María Santísima de Araceli avanza como un galeón de fe por las calles de Lucena. El cortejo es perfectamente conocido de todos vosotros, con las representaciones de la ciudad, las insignias, las aracelitanas, los hermanos. Pero la verdadera dimensión del mismo no está en la presencia de quien participa en razón del cargo que ocupa, sino en los innumúmeros devotos que vela en mano marchan junto a las aceras iluminando a la que es Madre y Señora Nuestra. En estas filas anónimas están los mismos que tocaron los tambores para recibir a la Virgen a su llegada a Lucena, están los que dieron una moneda al hermano Banderas, son herederos de quienes sacaban la imagen en rogativas a favor de los campos y contra las enfermedades, son descendientes de los que gozaron de esas indulgencias, de las primeras bulas pontificias y de quienes lucharon por lograr su patronazgo sobre esta ciudad.

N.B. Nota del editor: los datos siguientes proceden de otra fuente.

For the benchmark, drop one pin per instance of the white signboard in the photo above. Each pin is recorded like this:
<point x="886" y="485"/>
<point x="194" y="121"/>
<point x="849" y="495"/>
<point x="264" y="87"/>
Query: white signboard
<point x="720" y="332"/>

Cada mano que sujeta una vela en la procesión firmó ya en 1910 pidiendo la coronación canónica, aportó un donativo para la hechura del manto blanco y aplaudió en la Plaza Nueva cuando el cardenal Segura puso entre paraguas las coronas de oro en las benditas sienes de María Santísima y de su tierno Hijo. Estos fieles aracelitanos que dan cuerpo a la procesión son la verdadera médula de esta devoción que a lo largo de la historia se ha articulado en la Archicofradía, en la Obra Pía y en las hermandades fliliales que, como embajadas del aracelitanismo más auténtico, han divulgado por Madrid, Córdoba, Almería, Écija, Málaga o Sevilla, entre otras localidades, el auténtico tesoro de fe que encierra esta bendita advocación.
Juan José Jurado Jurado, Pregón de las Glorias de María Stma. de Araceli 2009.